But while my father was all over the car thing, when it came to selling houses he left that to the experts.

Our family grew quickly so we had to buy and sell a few houses, and I remember the responsibility for that was handed over to real estate agents.

My father could have sold a house without an agent but he knew that he didn’t have the skills and backing of an agency to guarantee he would get the best price.

There has been a feeling among some sellers in Mackay that because houses have been selling quickly, owners might as well sell their properties themselves.

I have heard people say, “My neighbour put up a For Sale sign and it was sold a few days later.” It’s as though the quick sale, in itself, means success.

It is true that a quick sale can be a good thing if it is a result of massive interest among qualified buyers who compete for the property and push the price up.

But creating the necessary competition requires marketing that reaches all the potential buyers. It needs an agency with a database of buyers, including those who have made offers but missed out on other properties.

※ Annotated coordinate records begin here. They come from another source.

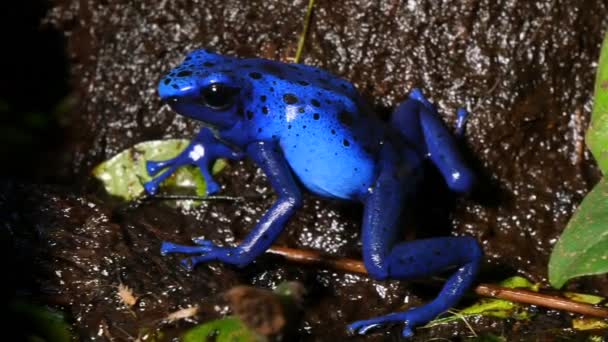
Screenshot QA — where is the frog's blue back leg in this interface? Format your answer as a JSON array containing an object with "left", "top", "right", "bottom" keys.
[
  {"left": 349, "top": 147, "right": 482, "bottom": 336},
  {"left": 391, "top": 89, "right": 474, "bottom": 192}
]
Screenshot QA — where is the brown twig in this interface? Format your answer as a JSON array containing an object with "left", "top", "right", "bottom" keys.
[{"left": 267, "top": 246, "right": 608, "bottom": 318}]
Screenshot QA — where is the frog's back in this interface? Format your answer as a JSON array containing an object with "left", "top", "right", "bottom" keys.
[{"left": 239, "top": 59, "right": 382, "bottom": 199}]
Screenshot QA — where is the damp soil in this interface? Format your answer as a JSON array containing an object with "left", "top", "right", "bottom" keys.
[{"left": 0, "top": 0, "right": 608, "bottom": 341}]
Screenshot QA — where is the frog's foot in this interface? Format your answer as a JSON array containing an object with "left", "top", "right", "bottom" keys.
[
  {"left": 454, "top": 108, "right": 469, "bottom": 138},
  {"left": 144, "top": 156, "right": 188, "bottom": 195},
  {"left": 146, "top": 158, "right": 177, "bottom": 176},
  {"left": 410, "top": 88, "right": 435, "bottom": 110},
  {"left": 348, "top": 306, "right": 430, "bottom": 337},
  {"left": 160, "top": 239, "right": 248, "bottom": 270}
]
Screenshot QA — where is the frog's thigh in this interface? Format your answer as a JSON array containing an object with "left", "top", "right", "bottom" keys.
[{"left": 362, "top": 164, "right": 482, "bottom": 282}]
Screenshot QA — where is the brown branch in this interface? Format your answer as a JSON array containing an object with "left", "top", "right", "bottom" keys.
[{"left": 267, "top": 246, "right": 608, "bottom": 318}]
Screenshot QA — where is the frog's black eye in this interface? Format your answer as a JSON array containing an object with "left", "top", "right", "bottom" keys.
[{"left": 201, "top": 83, "right": 239, "bottom": 110}]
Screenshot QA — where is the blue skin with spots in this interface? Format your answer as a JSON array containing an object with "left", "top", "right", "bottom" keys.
[{"left": 145, "top": 50, "right": 482, "bottom": 336}]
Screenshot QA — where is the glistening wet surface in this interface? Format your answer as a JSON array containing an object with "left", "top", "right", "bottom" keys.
[{"left": 0, "top": 0, "right": 608, "bottom": 341}]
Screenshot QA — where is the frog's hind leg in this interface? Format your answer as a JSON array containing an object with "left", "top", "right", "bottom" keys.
[
  {"left": 349, "top": 158, "right": 482, "bottom": 336},
  {"left": 391, "top": 89, "right": 474, "bottom": 192}
]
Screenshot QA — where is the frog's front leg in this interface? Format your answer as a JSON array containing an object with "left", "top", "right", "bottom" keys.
[
  {"left": 144, "top": 127, "right": 244, "bottom": 195},
  {"left": 161, "top": 141, "right": 302, "bottom": 268},
  {"left": 349, "top": 154, "right": 482, "bottom": 336}
]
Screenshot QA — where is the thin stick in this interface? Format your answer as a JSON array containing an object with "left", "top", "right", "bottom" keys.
[
  {"left": 293, "top": 0, "right": 315, "bottom": 63},
  {"left": 267, "top": 246, "right": 608, "bottom": 318}
]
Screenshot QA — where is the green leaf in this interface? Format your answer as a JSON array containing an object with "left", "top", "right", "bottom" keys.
[
  {"left": 9, "top": 301, "right": 72, "bottom": 342},
  {"left": 585, "top": 33, "right": 608, "bottom": 174},
  {"left": 425, "top": 277, "right": 538, "bottom": 327},
  {"left": 182, "top": 316, "right": 266, "bottom": 342},
  {"left": 93, "top": 139, "right": 226, "bottom": 200},
  {"left": 549, "top": 177, "right": 608, "bottom": 288}
]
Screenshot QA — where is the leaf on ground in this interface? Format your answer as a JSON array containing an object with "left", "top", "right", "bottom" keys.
[
  {"left": 425, "top": 277, "right": 538, "bottom": 327},
  {"left": 165, "top": 305, "right": 198, "bottom": 322},
  {"left": 585, "top": 33, "right": 608, "bottom": 174},
  {"left": 8, "top": 301, "right": 72, "bottom": 342},
  {"left": 549, "top": 177, "right": 608, "bottom": 288},
  {"left": 117, "top": 283, "right": 137, "bottom": 308},
  {"left": 182, "top": 316, "right": 267, "bottom": 342},
  {"left": 93, "top": 139, "right": 226, "bottom": 201}
]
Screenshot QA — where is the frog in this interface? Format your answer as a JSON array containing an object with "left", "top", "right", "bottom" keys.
[{"left": 144, "top": 49, "right": 483, "bottom": 337}]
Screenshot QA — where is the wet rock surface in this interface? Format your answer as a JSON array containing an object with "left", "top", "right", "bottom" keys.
[{"left": 0, "top": 0, "right": 608, "bottom": 340}]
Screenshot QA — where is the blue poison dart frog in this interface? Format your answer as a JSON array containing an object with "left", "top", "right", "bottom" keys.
[{"left": 145, "top": 50, "right": 482, "bottom": 336}]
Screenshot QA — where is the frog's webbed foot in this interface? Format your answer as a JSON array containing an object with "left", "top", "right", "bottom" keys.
[
  {"left": 144, "top": 128, "right": 245, "bottom": 195},
  {"left": 348, "top": 310, "right": 432, "bottom": 337},
  {"left": 160, "top": 239, "right": 249, "bottom": 270}
]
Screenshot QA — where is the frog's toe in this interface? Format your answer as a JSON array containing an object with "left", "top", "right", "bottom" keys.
[
  {"left": 146, "top": 159, "right": 175, "bottom": 176},
  {"left": 160, "top": 241, "right": 215, "bottom": 255},
  {"left": 192, "top": 238, "right": 215, "bottom": 247},
  {"left": 348, "top": 319, "right": 381, "bottom": 335},
  {"left": 144, "top": 179, "right": 158, "bottom": 196},
  {"left": 207, "top": 180, "right": 221, "bottom": 196},
  {"left": 180, "top": 253, "right": 217, "bottom": 271}
]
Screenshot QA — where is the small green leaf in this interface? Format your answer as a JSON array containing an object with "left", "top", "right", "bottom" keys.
[
  {"left": 425, "top": 277, "right": 538, "bottom": 327},
  {"left": 182, "top": 316, "right": 267, "bottom": 342},
  {"left": 8, "top": 301, "right": 72, "bottom": 342},
  {"left": 549, "top": 177, "right": 608, "bottom": 288},
  {"left": 93, "top": 139, "right": 226, "bottom": 200},
  {"left": 585, "top": 33, "right": 608, "bottom": 174},
  {"left": 465, "top": 334, "right": 507, "bottom": 342}
]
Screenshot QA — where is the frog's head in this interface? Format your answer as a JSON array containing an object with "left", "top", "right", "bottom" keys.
[{"left": 158, "top": 50, "right": 248, "bottom": 129}]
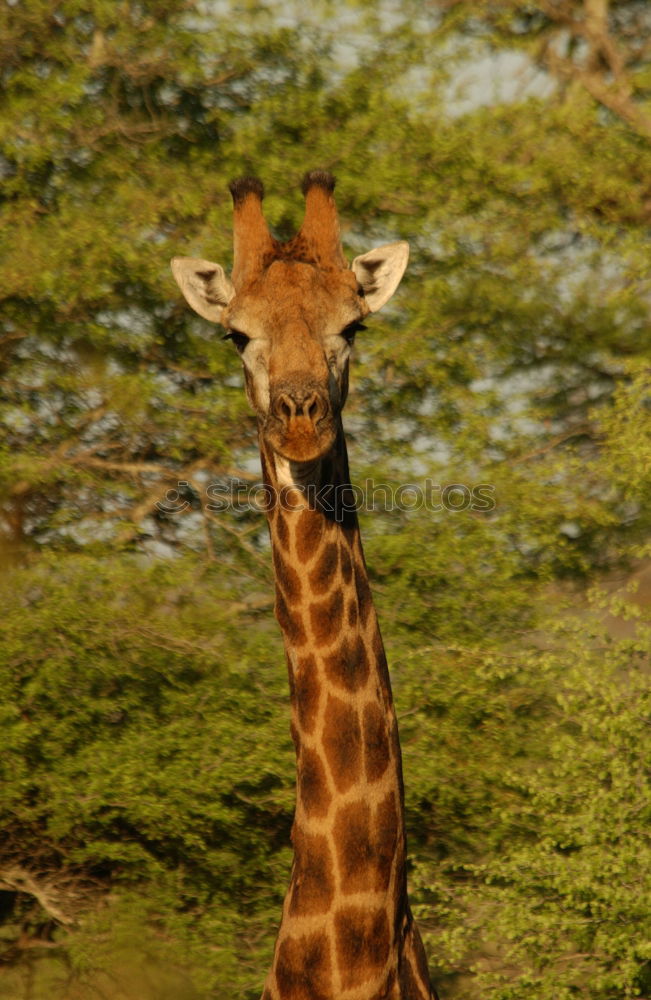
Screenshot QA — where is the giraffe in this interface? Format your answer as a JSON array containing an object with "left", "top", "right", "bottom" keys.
[{"left": 172, "top": 170, "right": 436, "bottom": 1000}]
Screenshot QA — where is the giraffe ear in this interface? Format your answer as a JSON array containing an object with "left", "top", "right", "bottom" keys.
[
  {"left": 171, "top": 257, "right": 235, "bottom": 323},
  {"left": 351, "top": 240, "right": 409, "bottom": 312}
]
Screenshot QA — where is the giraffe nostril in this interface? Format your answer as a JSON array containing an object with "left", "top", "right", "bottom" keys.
[
  {"left": 277, "top": 395, "right": 294, "bottom": 420},
  {"left": 272, "top": 389, "right": 328, "bottom": 425}
]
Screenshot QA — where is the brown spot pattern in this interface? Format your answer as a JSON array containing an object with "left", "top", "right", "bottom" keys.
[
  {"left": 347, "top": 597, "right": 357, "bottom": 628},
  {"left": 289, "top": 832, "right": 335, "bottom": 916},
  {"left": 333, "top": 802, "right": 376, "bottom": 895},
  {"left": 309, "top": 542, "right": 339, "bottom": 594},
  {"left": 310, "top": 590, "right": 344, "bottom": 645},
  {"left": 374, "top": 792, "right": 400, "bottom": 890},
  {"left": 364, "top": 703, "right": 390, "bottom": 781},
  {"left": 273, "top": 547, "right": 301, "bottom": 604},
  {"left": 276, "top": 590, "right": 307, "bottom": 646},
  {"left": 333, "top": 793, "right": 398, "bottom": 895},
  {"left": 335, "top": 906, "right": 392, "bottom": 996},
  {"left": 276, "top": 933, "right": 332, "bottom": 1000},
  {"left": 323, "top": 635, "right": 369, "bottom": 692},
  {"left": 298, "top": 750, "right": 332, "bottom": 817},
  {"left": 339, "top": 542, "right": 353, "bottom": 583},
  {"left": 291, "top": 655, "right": 320, "bottom": 734},
  {"left": 373, "top": 628, "right": 391, "bottom": 702},
  {"left": 296, "top": 509, "right": 325, "bottom": 563},
  {"left": 323, "top": 695, "right": 362, "bottom": 792}
]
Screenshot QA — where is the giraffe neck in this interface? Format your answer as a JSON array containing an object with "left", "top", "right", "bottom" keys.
[{"left": 261, "top": 431, "right": 431, "bottom": 1000}]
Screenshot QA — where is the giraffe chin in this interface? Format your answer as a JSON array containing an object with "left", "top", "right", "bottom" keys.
[{"left": 266, "top": 421, "right": 336, "bottom": 462}]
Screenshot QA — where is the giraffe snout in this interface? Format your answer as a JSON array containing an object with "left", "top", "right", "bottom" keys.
[
  {"left": 267, "top": 382, "right": 335, "bottom": 461},
  {"left": 272, "top": 389, "right": 329, "bottom": 425}
]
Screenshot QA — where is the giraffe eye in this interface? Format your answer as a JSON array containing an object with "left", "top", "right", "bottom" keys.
[
  {"left": 223, "top": 330, "right": 251, "bottom": 354},
  {"left": 340, "top": 322, "right": 366, "bottom": 347}
]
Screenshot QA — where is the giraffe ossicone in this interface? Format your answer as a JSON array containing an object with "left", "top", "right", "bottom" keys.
[{"left": 172, "top": 171, "right": 435, "bottom": 1000}]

Prices went up 20 per cent over the past 12 months in Mackay and that happened because marketing and expertise created competition. It didn’t happen because sellers sold privately for what they and the buyers thought was a “fair price”. It was because agents found the “market price”, a different thing.

I tell friends who want to buy to be on the lookout for the “Sale by Owner” opportunities because you don’t have the same level of competition.

A mate recently picked up a property for about $100,000 below current market value when he bought privately, directly from the owner. It was great for him but a bit sad for the seller, who saved $15,000 on commission but ended up out of pocket by about $85,000.

When weighing up their options for selling, owners who are thinking about for-sale-by-owner should remember the cautionary words of the Lost in Space Robot to his young companion Will: “Danger, Will Robinson.”